PREZZI ALTI… PER FORZA - Il prezzo dei carburanti alla pompa è ancora una volta al centro dell’attenzione e delle cronache giudiziarie. Il nuovo episodio ha come teatro il Tribunale di Varese, dove il 5 marzo scorso il Giudice per le indagini preliminari ha respinto la richiesta di sequestro cautelare di documenti contabili e amministrativi relativi ad alcune compagnie petrolifere, in merito a una ipotesi di illeciti compiuti per mantenere alti i prezzi dei carburanti, ai danni dei consumatori.
SETTE “SORELLE” - Le compagnie verso cui era rivolta la richiesta di sequestro sono: Shell Italia, Tamoil Italia, che hanno sede a Milano, e Eni, Esso Italia, Totalerg, Kuwait Petroleum Italia, Api, che hanno sede a Roma. La richiesta di sequestro era stata sottoposta al Gip dal Pubblico Ministero che l’anno scorso aveva ricevuto dal Codacons (Coordinamento delle associazioni per la difesa dell’ambiente e dei diritti degli utenti e dei consumatori) l’esposto con istanza di sequestro. Identica iniziativa il Codacons aveva preso presso numerosi altri uffici giudiziari su tutto il territorio nazionale.
TROPPI ESPOSTI: RISCHIO POLVERONE - Proprio questo modo di procedere del Codacons viene criticato dal Gip nel suo decreto con cui respinge l’istanza di sequestro. Secondo il giudice essa è “foriera di sovrapposizioni e inefficienze nelle indagini”. Il rischio sottolineato dal decreto è che uffici giudiziari agiscano senza certezze circa la propria competenza sulla materia delle indagini. In proposito, lo stesso Gip sottolinea come le ipotesi illecite su cui si fonda la richiesta di sequestro “non possono che ricondursi agli organi rappresentativi e decisionali di primo livello delle società pretrolifere coinvolte, che agiscono nelle rispettive sedi legali”, (Roma e Milano). Ciò detto, lo stesso decreto contiene riferimenti concreti all’attività investigativa condotta nell’ultimo anno dalla Guardia di Finanza su incarico del Pubblico Ministero per verificare i contenuti e l’ipotesi avanzata dal Codacons. Il quadro che ne risulta è che “esistono indizi di commissione dei reati da parte dei legali rappresentanti, componenti di consigli di amministrazione e dirigenti delle compagnie petrolifere citate, oltre a soggetti non compiutamente identificati”.

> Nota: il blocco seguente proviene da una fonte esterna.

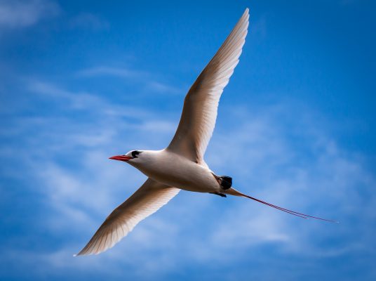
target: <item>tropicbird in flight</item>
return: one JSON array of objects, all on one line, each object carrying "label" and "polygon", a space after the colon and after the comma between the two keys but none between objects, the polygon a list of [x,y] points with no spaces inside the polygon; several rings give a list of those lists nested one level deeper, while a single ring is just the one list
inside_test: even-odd
[{"label": "tropicbird in flight", "polygon": [[229,82],[248,32],[249,13],[244,13],[214,57],[199,75],[185,97],[177,130],[161,150],[131,150],[110,157],[123,161],[147,176],[144,184],[116,208],[77,255],[98,254],[112,247],[142,220],[165,205],[180,190],[248,197],[303,218],[314,218],[243,194],[231,187],[232,178],[217,176],[203,155],[210,139],[218,102]]}]

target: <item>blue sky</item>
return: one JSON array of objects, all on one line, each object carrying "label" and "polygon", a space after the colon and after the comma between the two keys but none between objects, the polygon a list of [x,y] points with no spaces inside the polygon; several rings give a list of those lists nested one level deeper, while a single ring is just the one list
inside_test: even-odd
[{"label": "blue sky", "polygon": [[[375,280],[373,1],[136,2],[0,1],[0,279]],[[206,160],[341,223],[182,192],[114,248],[72,257],[145,179],[108,157],[168,143],[246,7]]]}]

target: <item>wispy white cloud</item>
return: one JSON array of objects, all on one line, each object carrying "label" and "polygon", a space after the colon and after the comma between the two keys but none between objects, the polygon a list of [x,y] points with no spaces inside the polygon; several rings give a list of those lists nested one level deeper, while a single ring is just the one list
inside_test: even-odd
[{"label": "wispy white cloud", "polygon": [[98,66],[80,70],[76,73],[79,77],[92,77],[97,76],[115,76],[121,78],[132,78],[147,76],[146,72],[131,70],[125,67]]},{"label": "wispy white cloud", "polygon": [[33,25],[44,18],[56,15],[60,9],[53,1],[0,1],[0,29]]},{"label": "wispy white cloud", "polygon": [[[162,148],[177,120],[133,108],[133,119],[129,121],[122,113],[126,107],[93,93],[68,91],[51,83],[30,81],[29,89],[46,103],[60,105],[49,116],[16,121],[18,131],[13,133],[24,139],[24,145],[17,148],[17,153],[25,155],[22,176],[39,186],[44,204],[53,210],[44,214],[39,226],[56,237],[69,229],[74,239],[64,240],[47,254],[26,254],[43,261],[51,270],[85,268],[88,261],[73,262],[71,255],[145,180],[132,167],[108,160],[109,152]],[[98,263],[98,273],[113,273],[119,264],[123,268],[142,264],[142,270],[133,271],[135,277],[161,277],[174,268],[184,268],[187,259],[223,266],[227,259],[240,261],[271,245],[283,254],[335,256],[363,249],[360,241],[371,239],[364,226],[373,219],[376,200],[371,195],[362,202],[359,193],[375,186],[375,178],[358,155],[338,146],[314,114],[302,110],[299,120],[292,120],[290,101],[250,109],[221,105],[226,119],[220,118],[206,157],[213,171],[233,176],[236,188],[246,193],[342,223],[306,221],[242,198],[182,192],[115,248],[90,259]],[[77,110],[81,118],[74,117]],[[74,164],[66,165],[65,161]],[[364,216],[350,227],[346,221],[360,213]],[[353,227],[358,229],[356,237],[351,237]],[[325,240],[337,235],[346,237],[346,244],[323,246]],[[157,261],[149,254],[156,252],[161,256]]]},{"label": "wispy white cloud", "polygon": [[76,74],[77,77],[90,78],[98,76],[112,76],[126,79],[132,79],[133,83],[142,85],[144,91],[148,93],[176,93],[180,92],[179,88],[158,81],[155,75],[148,72],[132,70],[127,67],[100,65],[79,70]]}]

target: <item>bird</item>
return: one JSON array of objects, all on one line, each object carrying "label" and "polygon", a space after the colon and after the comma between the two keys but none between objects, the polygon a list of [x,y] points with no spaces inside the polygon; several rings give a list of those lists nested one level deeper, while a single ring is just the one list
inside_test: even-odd
[{"label": "bird", "polygon": [[247,8],[215,55],[189,89],[177,129],[161,150],[130,150],[109,157],[140,170],[148,178],[105,219],[87,244],[75,256],[98,254],[119,242],[136,225],[155,213],[181,190],[221,197],[247,197],[302,218],[317,218],[243,194],[232,187],[232,178],[217,176],[203,159],[215,125],[218,103],[239,62],[249,25]]}]

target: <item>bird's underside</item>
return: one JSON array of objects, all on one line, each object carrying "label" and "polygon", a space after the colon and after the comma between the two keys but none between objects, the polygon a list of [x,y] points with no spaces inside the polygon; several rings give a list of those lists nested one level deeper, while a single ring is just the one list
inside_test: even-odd
[{"label": "bird's underside", "polygon": [[128,162],[148,178],[109,214],[77,255],[98,254],[111,248],[140,221],[167,204],[180,189],[222,197],[245,197],[295,216],[311,217],[236,190],[231,187],[231,177],[216,176],[203,160],[215,124],[220,98],[239,63],[248,18],[247,8],[188,91],[177,129],[170,145],[159,151],[133,150],[111,157]]}]

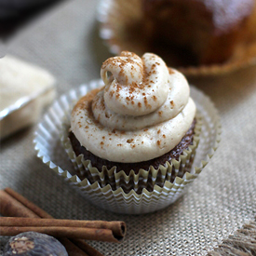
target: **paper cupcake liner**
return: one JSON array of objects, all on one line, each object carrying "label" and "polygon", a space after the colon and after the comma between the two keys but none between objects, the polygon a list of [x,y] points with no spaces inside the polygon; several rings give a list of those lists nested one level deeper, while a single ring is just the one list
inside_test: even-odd
[{"label": "paper cupcake liner", "polygon": [[91,165],[89,159],[85,159],[83,155],[76,156],[68,137],[71,126],[70,114],[71,111],[64,116],[61,141],[78,176],[87,177],[91,183],[97,182],[101,187],[110,184],[113,190],[122,188],[125,193],[134,189],[136,193],[141,194],[143,188],[153,191],[155,185],[163,187],[165,182],[172,182],[176,177],[182,178],[186,172],[191,171],[202,126],[199,115],[195,116],[196,124],[193,144],[182,152],[178,161],[172,159],[170,163],[166,162],[164,166],[160,165],[156,169],[152,166],[148,169],[141,168],[139,172],[131,169],[127,175],[123,170],[116,171],[115,166],[110,169],[105,166],[101,169],[98,169]]},{"label": "paper cupcake liner", "polygon": [[82,193],[86,198],[105,209],[116,213],[141,214],[168,207],[183,195],[187,185],[196,179],[216,151],[221,134],[217,110],[208,97],[191,87],[191,97],[196,104],[198,115],[202,120],[200,142],[191,172],[186,172],[182,178],[176,177],[173,182],[166,181],[163,187],[154,185],[152,192],[144,188],[141,194],[134,190],[125,193],[120,187],[114,190],[110,184],[101,187],[100,182],[93,182],[93,180],[90,182],[89,177],[81,181],[75,175],[75,169],[66,156],[60,139],[63,118],[70,112],[70,106],[74,105],[88,91],[99,86],[102,86],[99,80],[92,81],[88,85],[82,85],[77,89],[73,89],[62,95],[53,103],[43,116],[35,132],[34,141],[37,156]]},{"label": "paper cupcake liner", "polygon": [[[101,0],[98,7],[100,36],[114,55],[122,50],[135,52],[141,56],[144,52],[155,52],[152,49],[142,33],[142,11],[141,0]],[[237,50],[225,62],[221,64],[182,67],[176,61],[175,53],[159,54],[171,67],[175,67],[187,78],[212,77],[231,74],[241,68],[256,64],[256,42],[248,44]],[[173,50],[175,52],[175,50]]]}]

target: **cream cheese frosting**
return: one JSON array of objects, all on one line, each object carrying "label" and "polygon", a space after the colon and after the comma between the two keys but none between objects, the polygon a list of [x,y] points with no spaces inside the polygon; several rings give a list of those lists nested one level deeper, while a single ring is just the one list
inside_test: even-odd
[{"label": "cream cheese frosting", "polygon": [[195,105],[189,85],[161,58],[123,51],[103,62],[105,86],[78,101],[71,129],[99,157],[136,163],[173,149],[189,129]]}]

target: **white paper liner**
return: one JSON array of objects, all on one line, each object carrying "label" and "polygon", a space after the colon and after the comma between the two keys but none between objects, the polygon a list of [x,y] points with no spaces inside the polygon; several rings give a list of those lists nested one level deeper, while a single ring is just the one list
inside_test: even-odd
[{"label": "white paper liner", "polygon": [[114,191],[110,185],[101,188],[97,182],[91,184],[88,179],[81,181],[74,174],[74,168],[60,140],[63,116],[81,96],[99,86],[102,86],[100,80],[91,81],[55,101],[43,116],[35,132],[34,142],[37,156],[74,186],[87,199],[105,209],[116,213],[141,214],[168,207],[185,192],[187,184],[196,179],[216,151],[221,134],[217,110],[207,96],[191,87],[191,97],[202,115],[200,143],[196,149],[191,173],[185,173],[182,179],[177,177],[173,183],[166,182],[162,188],[155,185],[153,192],[143,189],[141,195],[134,190],[126,194],[122,188]]},{"label": "white paper liner", "polygon": [[193,144],[183,150],[179,160],[172,159],[170,162],[166,162],[165,165],[160,165],[156,169],[152,166],[147,169],[141,168],[137,172],[131,169],[129,174],[124,170],[116,171],[115,166],[109,169],[105,166],[98,169],[91,165],[89,159],[85,159],[83,155],[75,155],[68,137],[71,127],[71,111],[63,118],[61,141],[80,179],[86,177],[91,183],[98,182],[101,187],[110,184],[113,190],[121,187],[125,193],[134,189],[136,193],[141,194],[143,188],[152,191],[155,185],[163,187],[166,181],[172,182],[175,177],[182,178],[185,172],[191,171],[199,143],[202,125],[201,116],[198,114],[196,114],[195,119]]}]

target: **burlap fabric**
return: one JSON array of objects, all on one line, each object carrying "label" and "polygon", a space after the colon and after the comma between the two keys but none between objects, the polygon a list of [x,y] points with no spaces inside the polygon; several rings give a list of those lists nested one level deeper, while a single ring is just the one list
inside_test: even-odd
[{"label": "burlap fabric", "polygon": [[[99,78],[109,53],[98,37],[97,5],[59,4],[11,38],[8,52],[50,71],[58,95]],[[92,206],[36,157],[35,127],[1,142],[0,188],[13,188],[55,218],[125,221],[124,242],[88,242],[104,255],[207,254],[256,215],[256,68],[191,82],[218,108],[222,142],[187,194],[168,209],[127,216]]]}]

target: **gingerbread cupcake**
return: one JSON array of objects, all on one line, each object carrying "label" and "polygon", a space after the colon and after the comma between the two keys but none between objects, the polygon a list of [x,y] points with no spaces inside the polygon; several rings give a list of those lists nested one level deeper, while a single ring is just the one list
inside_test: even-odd
[{"label": "gingerbread cupcake", "polygon": [[185,77],[153,53],[128,51],[105,61],[101,76],[104,86],[77,101],[64,127],[78,177],[141,194],[190,172],[200,118]]}]

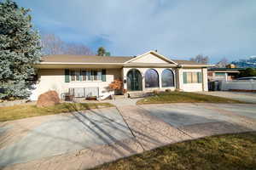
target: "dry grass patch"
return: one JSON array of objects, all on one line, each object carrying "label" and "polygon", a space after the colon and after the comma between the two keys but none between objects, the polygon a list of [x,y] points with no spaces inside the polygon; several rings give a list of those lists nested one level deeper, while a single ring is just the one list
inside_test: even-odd
[{"label": "dry grass patch", "polygon": [[255,167],[256,133],[245,133],[170,144],[94,170],[253,170]]},{"label": "dry grass patch", "polygon": [[61,103],[55,106],[44,108],[38,108],[36,105],[30,105],[0,107],[0,122],[112,106],[113,105],[108,103]]},{"label": "dry grass patch", "polygon": [[222,97],[211,96],[189,92],[161,93],[154,96],[147,97],[137,102],[143,104],[165,104],[165,103],[230,103],[244,104],[245,102],[230,99]]}]

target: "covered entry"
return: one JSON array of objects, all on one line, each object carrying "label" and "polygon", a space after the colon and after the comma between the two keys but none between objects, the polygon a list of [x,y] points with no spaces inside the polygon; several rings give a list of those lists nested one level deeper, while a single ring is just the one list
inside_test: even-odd
[{"label": "covered entry", "polygon": [[142,75],[137,69],[131,69],[127,73],[127,88],[128,91],[143,90]]}]

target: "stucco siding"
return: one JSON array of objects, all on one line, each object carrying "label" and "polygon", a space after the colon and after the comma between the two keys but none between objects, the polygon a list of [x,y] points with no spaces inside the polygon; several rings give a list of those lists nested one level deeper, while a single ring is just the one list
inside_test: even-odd
[{"label": "stucco siding", "polygon": [[159,57],[152,54],[148,54],[141,58],[138,58],[135,60],[132,61],[132,63],[168,63],[167,61],[165,61]]},{"label": "stucco siding", "polygon": [[61,94],[68,92],[70,88],[99,88],[99,94],[112,94],[107,88],[114,79],[121,78],[120,69],[107,69],[106,82],[86,81],[65,82],[64,69],[41,69],[38,71],[38,82],[32,90],[32,100],[37,100],[41,94],[49,90],[55,90],[60,97]]},{"label": "stucco siding", "polygon": [[[197,92],[197,91],[203,91],[203,82],[201,83],[184,83],[183,82],[183,72],[201,72],[203,79],[205,78],[205,76],[203,75],[204,72],[201,69],[181,69],[179,77],[180,77],[180,89],[182,89],[184,92]],[[207,76],[207,73],[206,73]]]},{"label": "stucco siding", "polygon": [[[140,71],[141,75],[142,75],[142,78],[143,78],[143,81],[142,81],[142,83],[143,83],[143,92],[150,92],[150,91],[153,91],[153,90],[165,90],[165,89],[167,89],[167,88],[170,88],[172,90],[174,90],[175,89],[175,87],[176,87],[176,69],[175,68],[132,68],[132,67],[125,67],[123,68],[123,77],[124,79],[127,79],[127,73],[129,72],[130,70],[131,69],[137,69]],[[158,76],[159,76],[159,87],[158,88],[145,88],[145,74],[146,74],[146,71],[149,69],[154,69],[157,71],[158,73]],[[174,75],[174,87],[166,87],[166,88],[162,88],[162,82],[161,82],[161,75],[162,75],[162,72],[164,70],[166,69],[169,69],[171,70],[172,72],[173,72],[173,75]],[[124,88],[127,89],[127,83],[125,83],[124,84]]]}]

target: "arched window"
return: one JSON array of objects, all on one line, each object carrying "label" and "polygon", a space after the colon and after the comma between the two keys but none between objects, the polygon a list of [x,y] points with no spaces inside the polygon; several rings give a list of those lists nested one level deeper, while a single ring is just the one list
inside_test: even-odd
[{"label": "arched window", "polygon": [[159,79],[158,73],[154,69],[149,69],[145,74],[145,87],[146,88],[158,88]]},{"label": "arched window", "polygon": [[139,71],[131,69],[127,73],[127,88],[129,91],[140,91],[143,89],[142,75]]},{"label": "arched window", "polygon": [[173,72],[171,70],[164,70],[162,72],[161,79],[163,88],[174,87],[174,76]]}]

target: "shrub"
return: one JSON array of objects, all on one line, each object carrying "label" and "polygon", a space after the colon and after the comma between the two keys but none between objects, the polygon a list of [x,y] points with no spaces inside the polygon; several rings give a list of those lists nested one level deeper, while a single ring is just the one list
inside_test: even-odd
[{"label": "shrub", "polygon": [[159,91],[159,90],[154,90],[154,91],[153,91],[153,94],[160,94],[160,91]]},{"label": "shrub", "polygon": [[122,89],[122,88],[123,88],[123,81],[120,79],[113,80],[113,82],[108,85],[108,89],[111,91],[120,90]]},{"label": "shrub", "polygon": [[166,89],[166,92],[170,93],[172,90],[170,88]]}]

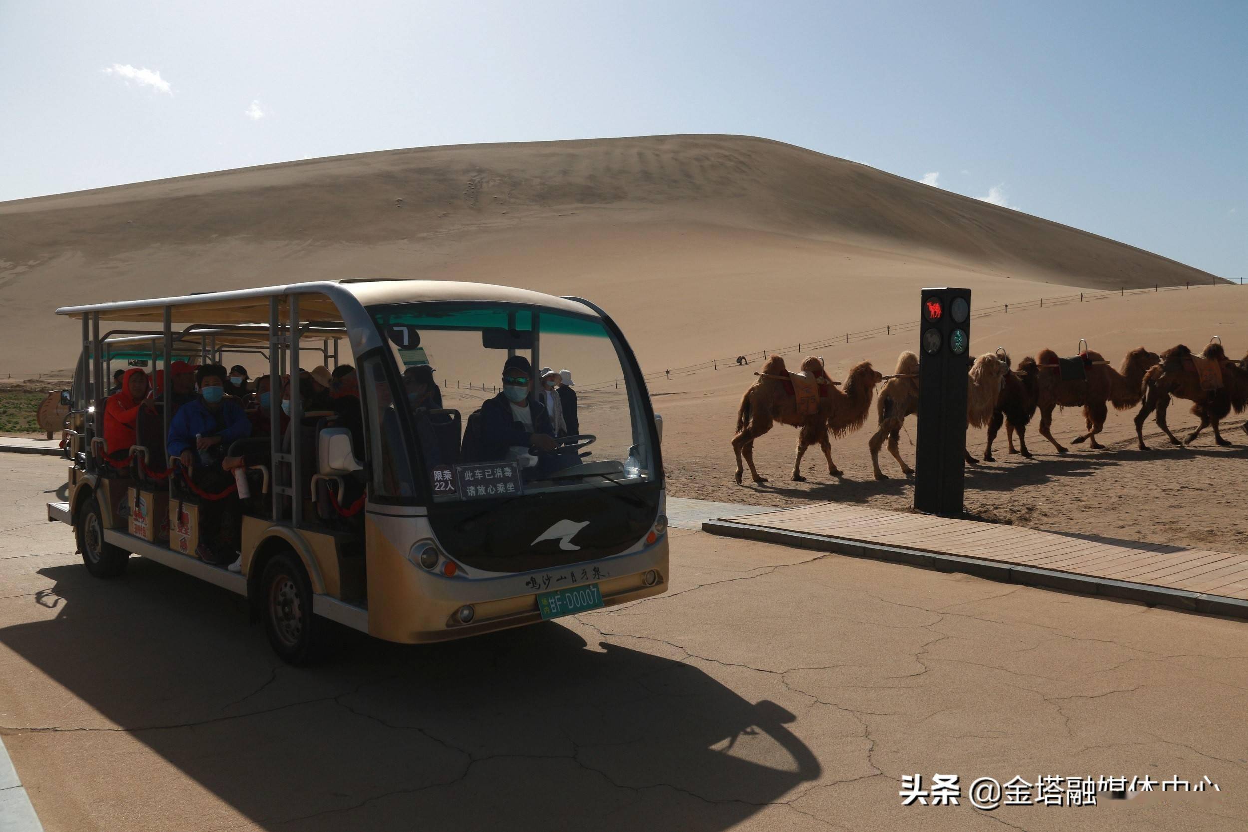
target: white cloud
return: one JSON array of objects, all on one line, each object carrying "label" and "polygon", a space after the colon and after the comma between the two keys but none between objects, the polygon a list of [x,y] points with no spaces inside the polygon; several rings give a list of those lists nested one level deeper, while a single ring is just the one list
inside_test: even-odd
[{"label": "white cloud", "polygon": [[160,92],[173,95],[173,90],[170,89],[168,81],[160,76],[158,70],[150,70],[146,66],[141,70],[136,70],[130,64],[114,64],[112,66],[106,67],[104,74],[116,75],[126,81],[134,81],[139,86],[150,86]]},{"label": "white cloud", "polygon": [[1002,208],[1018,207],[1016,205],[1010,205],[1010,202],[1006,201],[1005,182],[1002,182],[1001,185],[993,185],[991,188],[988,188],[987,196],[981,196],[978,198],[983,200],[985,202],[991,202],[992,205],[1000,205]]}]

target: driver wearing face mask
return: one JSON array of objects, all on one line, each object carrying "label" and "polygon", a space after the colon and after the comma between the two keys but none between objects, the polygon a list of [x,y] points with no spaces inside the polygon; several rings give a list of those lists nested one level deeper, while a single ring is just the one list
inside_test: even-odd
[{"label": "driver wearing face mask", "polygon": [[503,392],[480,405],[483,459],[517,459],[529,449],[552,453],[554,425],[533,395],[533,367],[523,356],[503,364]]}]

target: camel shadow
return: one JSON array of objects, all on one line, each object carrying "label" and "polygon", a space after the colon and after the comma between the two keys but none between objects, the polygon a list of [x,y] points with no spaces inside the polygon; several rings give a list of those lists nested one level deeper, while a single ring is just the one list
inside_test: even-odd
[{"label": "camel shadow", "polygon": [[[56,617],[0,642],[85,704],[65,721],[120,726],[258,828],[714,832],[821,772],[779,705],[587,645],[579,621],[427,646],[334,625],[329,656],[295,669],[241,599],[146,559],[115,581],[39,574]],[[101,816],[161,800],[116,792],[104,768],[75,767]]]},{"label": "camel shadow", "polygon": [[[791,480],[789,480],[791,481]],[[884,494],[904,494],[914,485],[914,476],[890,476],[886,480],[877,479],[845,479],[840,478],[831,483],[811,484],[807,479],[806,486],[781,485],[774,480],[766,483],[745,483],[746,488],[765,493],[790,496],[802,500],[831,501],[831,503],[866,503],[872,496]]]},{"label": "camel shadow", "polygon": [[[1091,543],[1107,543],[1112,546],[1124,546],[1127,549],[1134,549],[1142,541],[1139,540],[1127,540],[1126,538],[1106,538],[1098,534],[1083,534],[1078,531],[1062,531],[1060,529],[1040,529],[1040,531],[1047,531],[1050,534],[1060,534],[1063,538],[1076,538],[1078,540],[1088,540]],[[1157,554],[1172,554],[1176,551],[1188,551],[1191,546],[1172,546],[1169,544],[1148,543],[1147,544]]]},{"label": "camel shadow", "polygon": [[[1017,462],[1015,462],[1017,459]],[[1104,457],[1075,457],[1061,454],[1053,457],[1035,455],[1032,459],[998,457],[996,462],[980,462],[966,467],[966,488],[980,491],[1010,491],[1026,485],[1043,485],[1065,476],[1093,476],[1107,465],[1121,463]]]}]

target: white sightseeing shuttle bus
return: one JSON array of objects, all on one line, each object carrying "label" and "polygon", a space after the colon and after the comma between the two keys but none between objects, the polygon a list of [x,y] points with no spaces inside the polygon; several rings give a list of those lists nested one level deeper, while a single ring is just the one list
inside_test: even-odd
[{"label": "white sightseeing shuttle bus", "polygon": [[[319,617],[429,642],[668,588],[661,420],[624,336],[588,301],[361,279],[57,314],[81,319],[82,354],[69,500],[47,511],[74,528],[95,576],[137,554],[243,595],[296,664]],[[233,388],[220,404],[203,369],[225,363],[267,370],[267,393]],[[580,379],[558,420],[540,404],[562,402],[542,388],[543,363]],[[132,434],[106,430],[119,365],[152,389],[134,379]],[[328,388],[324,370],[311,383],[314,367],[332,370]],[[240,409],[250,435],[213,448],[221,414]],[[167,453],[171,427],[188,424],[210,443],[197,433]],[[134,439],[114,448],[110,435]],[[231,551],[206,548],[222,540]]]}]

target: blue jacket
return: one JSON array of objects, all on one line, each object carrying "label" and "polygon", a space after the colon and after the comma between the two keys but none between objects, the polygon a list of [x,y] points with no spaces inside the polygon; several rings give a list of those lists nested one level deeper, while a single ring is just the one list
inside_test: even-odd
[{"label": "blue jacket", "polygon": [[547,415],[542,403],[533,397],[529,397],[529,410],[533,414],[532,432],[525,429],[522,422],[515,420],[512,414],[512,403],[502,393],[482,403],[480,450],[484,459],[503,459],[507,457],[507,449],[513,445],[528,448],[530,433],[545,433],[554,437],[550,417]]},{"label": "blue jacket", "polygon": [[195,434],[203,437],[221,437],[221,453],[230,449],[236,439],[246,439],[251,435],[251,422],[247,414],[236,402],[226,397],[221,402],[221,409],[216,413],[208,410],[203,399],[196,397],[195,400],[183,404],[173,414],[173,422],[168,425],[170,457],[178,457],[183,450],[195,450]]}]

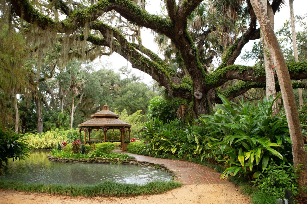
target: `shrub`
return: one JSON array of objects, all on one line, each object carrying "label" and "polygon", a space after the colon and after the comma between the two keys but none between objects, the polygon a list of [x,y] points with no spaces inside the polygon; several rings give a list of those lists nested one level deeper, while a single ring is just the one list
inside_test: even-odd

AUTENTICO ATTO D’ACCUSA - Un po’ più in dettaglio, il Pubblico Ministero ritiene ipotizzabile la violazione quantomeno degli articoli 501-bis (Manovre speculative su merci) e 640 (Truffa aggravata) del Codice penale. Ciò “per avere compiuto manovre speculative ed aver posto in essere artifici e raggiri, consistenti nell’aver volontariamente livellato, concordandoli, salvo modesti spostamenti, i prezzi dei prodotti petroliferi alla pompa, in modo da minimizzare le possibilità di minor guadagno derivanti dall’applicazione dei principi della concorrenza sul mercato nazionale, quindi con danno economico di un numero indistinto e indeterminabile di fruitori del servizio - indotti in errore, ma in ogni caso privi di reale possibilità contrattuale, nella considerazione che le principali compagnie petrolifere agiscono in regime di oligopolio”.
COSA FARANNO A ROMA E MILANO? - Si tratta ora di vedere quali saranno gli sviluppi della vicenda; in particolare come sarà recepita dalle Procure della Repubblica di Roma e Milano, a cui dovranno essere trasmessi gli atti per competenza, dopo il respingimento per assenza di competenza territoriale da parte del Tribunale di Varese.